Artist's love of color evident in paintings

Moultrie-born artist Clare Pearson's exhibit "For the Love of Color" will be on display at the Albany Area Arts Council's Carnegie Library building through the month of April.

Moultrie-born artist Clare Pearson's exhibit "For the Love of Color" will be on display at the Albany Area Arts Council's Carnegie Library building through the month of April.

WHAT: “For the Love of Color” Art Exhibit/ Reception

WHO: Featuring the works of Watercolorist Clare Pearson

WHEN: Reception tonight, 6 p.m.-8 p.m. Art exhibit/sale, April 2-30

WHERE: Albany Area Arts Council building, Carnegie Library, 215 N. Jackson St.

INFORMATION: (229) 439-2787, www.albanyartscou...

ALBANY, Ga. — There’s a bit of the rebel in Moultrie-born artist Clare Pearson. And for art lovers who appreciate the works of those who don’t mind painting outside the lines when so inspired, that’s a good thing.

Watercolor traditionalists — like the Valdosta State University professor who encouraged Pearson to “put down the watercolors and never pick them up again” — might sniff at the vivid colors in Pearson’s “For the Love of Color” exhibit on display now at the Albany Area Arts Council. But those more open to expanded horizens will find themselves amazed at the artists’ far-left-of-norm utilization of the medium.

“I was just defiant enough that when someone told me I couldn’t do something, I was going to keep doing it,” said Pearson, who will be guest of honor at a reception tonight at the 215 N. Jackson St. Carnegie Library. “I discovered that by doing layers upon layers upon layers upon layers of watercolors, you’d get these bright colors that I loved.

“I loved the fact that you could create these colors using a medium that has such a transparent nature. I love that when you study the painting you can still see the initial layers, even though some of them might have a dozen or more layers.”
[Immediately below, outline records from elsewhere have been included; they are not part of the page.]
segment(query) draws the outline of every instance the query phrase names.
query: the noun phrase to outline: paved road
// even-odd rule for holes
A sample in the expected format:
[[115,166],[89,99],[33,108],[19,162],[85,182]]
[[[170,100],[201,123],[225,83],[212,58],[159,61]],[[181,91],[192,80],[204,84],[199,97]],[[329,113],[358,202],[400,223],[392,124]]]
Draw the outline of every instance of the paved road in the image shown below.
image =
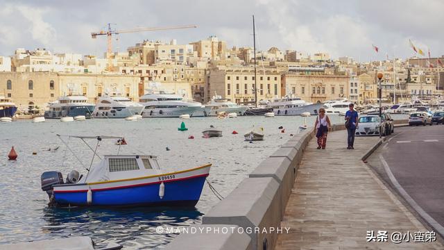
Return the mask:
[[396,130],[380,152],[407,193],[444,226],[444,126]]

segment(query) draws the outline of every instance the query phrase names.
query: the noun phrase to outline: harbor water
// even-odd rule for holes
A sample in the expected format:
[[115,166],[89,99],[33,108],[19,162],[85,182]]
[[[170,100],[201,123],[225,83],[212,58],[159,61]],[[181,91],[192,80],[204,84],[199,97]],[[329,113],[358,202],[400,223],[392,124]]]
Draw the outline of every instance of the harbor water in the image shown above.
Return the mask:
[[[124,136],[128,145],[120,147],[120,153],[157,156],[161,167],[167,171],[212,163],[208,180],[225,197],[261,161],[285,143],[290,134],[297,133],[305,119],[307,124],[312,126],[316,117],[144,119],[132,122],[96,119],[74,122],[46,119],[36,124],[30,120],[1,124],[0,244],[81,235],[89,236],[99,244],[114,242],[128,249],[162,249],[177,234],[157,233],[156,227],[200,223],[202,216],[219,201],[205,185],[199,202],[191,209],[50,208],[46,194],[40,189],[40,174],[58,170],[66,178],[72,169],[85,174],[93,155],[81,141],[70,139],[68,142],[79,162],[57,134]],[[340,122],[340,119],[330,116],[332,123]],[[187,131],[178,131],[182,121],[189,128]],[[221,128],[223,136],[203,138],[201,131],[210,125]],[[248,143],[244,140],[244,133],[253,125],[264,128],[264,141]],[[281,126],[284,133],[278,128]],[[233,131],[239,134],[232,134]],[[191,135],[194,139],[188,139]],[[95,147],[96,141],[87,142]],[[115,142],[101,142],[99,154],[117,153],[119,147]],[[19,156],[17,161],[8,160],[12,146]],[[170,150],[167,151],[167,147]]]

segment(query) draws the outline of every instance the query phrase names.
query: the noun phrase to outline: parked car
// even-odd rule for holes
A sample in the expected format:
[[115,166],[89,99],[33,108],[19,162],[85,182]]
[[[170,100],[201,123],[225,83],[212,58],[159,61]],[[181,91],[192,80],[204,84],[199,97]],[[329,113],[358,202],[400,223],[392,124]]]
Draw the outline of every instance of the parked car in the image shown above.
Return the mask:
[[409,117],[409,126],[430,124],[432,126],[432,116],[425,112],[413,112]]
[[[379,112],[372,112],[367,114],[368,115],[379,115]],[[393,119],[391,118],[391,116],[389,113],[383,112],[381,114],[381,117],[382,118],[382,122],[385,124],[386,126],[386,135],[391,135],[392,133],[395,132],[395,126],[393,126]]]
[[[356,135],[379,135],[379,115],[362,115],[358,120],[359,126],[356,129]],[[381,123],[381,135],[387,135],[386,122]]]
[[436,124],[444,124],[444,111],[436,111],[432,117],[432,122]]

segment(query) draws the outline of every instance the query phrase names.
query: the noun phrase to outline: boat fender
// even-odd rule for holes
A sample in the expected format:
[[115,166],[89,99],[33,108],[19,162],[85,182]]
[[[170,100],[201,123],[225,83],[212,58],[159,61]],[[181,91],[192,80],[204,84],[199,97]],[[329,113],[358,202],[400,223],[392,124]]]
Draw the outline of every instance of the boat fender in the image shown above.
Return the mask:
[[92,192],[91,191],[91,188],[88,189],[88,192],[86,194],[86,202],[88,205],[91,205],[92,203]]
[[159,197],[163,199],[164,194],[165,194],[165,185],[162,182],[159,185]]

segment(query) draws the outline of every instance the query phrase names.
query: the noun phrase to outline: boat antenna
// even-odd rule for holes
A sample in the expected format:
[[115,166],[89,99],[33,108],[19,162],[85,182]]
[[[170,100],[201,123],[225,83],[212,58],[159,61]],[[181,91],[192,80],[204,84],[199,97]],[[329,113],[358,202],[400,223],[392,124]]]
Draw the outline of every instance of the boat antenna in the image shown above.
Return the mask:
[[257,108],[257,88],[256,84],[256,33],[255,31],[255,15],[253,15],[253,44],[255,56],[255,108]]

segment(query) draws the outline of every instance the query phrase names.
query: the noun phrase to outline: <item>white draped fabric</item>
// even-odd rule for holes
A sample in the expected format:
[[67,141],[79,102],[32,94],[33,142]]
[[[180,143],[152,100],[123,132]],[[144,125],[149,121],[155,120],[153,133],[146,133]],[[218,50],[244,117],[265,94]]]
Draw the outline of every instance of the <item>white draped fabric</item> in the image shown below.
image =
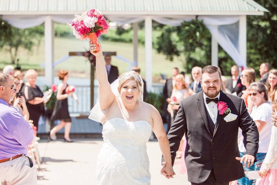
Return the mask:
[[[46,15],[3,15],[2,18],[12,26],[20,29],[26,28],[43,23]],[[70,23],[74,18],[73,15],[51,15],[54,21],[60,23]],[[111,21],[120,25],[130,24],[143,21],[145,16],[107,15]],[[151,16],[152,19],[164,25],[177,26],[184,21],[189,21],[196,18],[195,16]],[[239,66],[246,66],[240,55],[239,42],[239,16],[199,16],[217,42]]]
Pearson’s award-winning works will be displayed and sold at the Arts Council through April, and in addition to tonight’s reception, the artist will be available for a free watercolor demonstration at the council building April 14 from 2 p.m. to 4 p.m.

“We are thrilled to showcase these beautiful watercolors to the community,” Arts Council Executive Director Carol Hetzler said. “We are fortunate to have an artist of this caliber exhibiting, so don’t miss out on this colorful spring exhibit that runs through April 30.”

Hetzler said Pearson’s exhibit fits perfectly with her plan to offer a diverse arts calendar to the community.

Raised on a farm in Moultrie, Pearson started drawing “as soon as I could hold a pencil” and won her first art competition in the second grade. Memories of that early time are the inspiration for many of her works of art.

“I have pleasant memories of life on the farm, and those memories tend to find their way into my art,” she said, pointing out her painting “Milking Meditation,” which shows her mother at a younger age milking a cow.

Pearson attended Gordon College on an art scholarship, and when she earned enough credits for her associate’s degree, she transferred to Valdosta State. There, she earned fine arts and graphic arts degrees.

“I knew I was going to have to make a living,” she said of the dual studies.

Pearson worked as a graphic designer for 17 years, mostly in the Orlando, Fla., area, after earning her degree, and she found little time to devote to her art work. In fact, it was more than 20 years later — in 2004 — before she started showing her work again.

“Around 1992 when I married my second husband, I had the opportunity to stop working and concentrate on my art,” Pearson said. “It took a while for me to get to a point where I was craving hours to paint. I was so accustomed to getting up and going to work in the mornings, I felt lost at first. I started volunteering at school and prioritizing everything else in my life.

“Once I started focusing on my art, it took a while for me to get my confidence back up. I started competing locally, and after I won a couple of awards, I gradually expanded to state, regional and national competitions.”

Then Albany Area Arts Council Director Debra Loehr saw some of Pearson’s works when Pearson came to Albany to judge last year’s Southwest Georgia Regional Fine Art Show, and she invited the artist to exhibit her paintings.

“I can’t take credit for Clare’s show being here, but I’m thrilled that it is,” Hetzler said. “She is a wonderful artist, and the timing of the exhibit is perfect.”

In addition to being on display at the Carnegie Library through April, Pearson’s work is available on her website www.claresart.com. Tonight’s reception will be held from 6 p.m. to 8 p.m.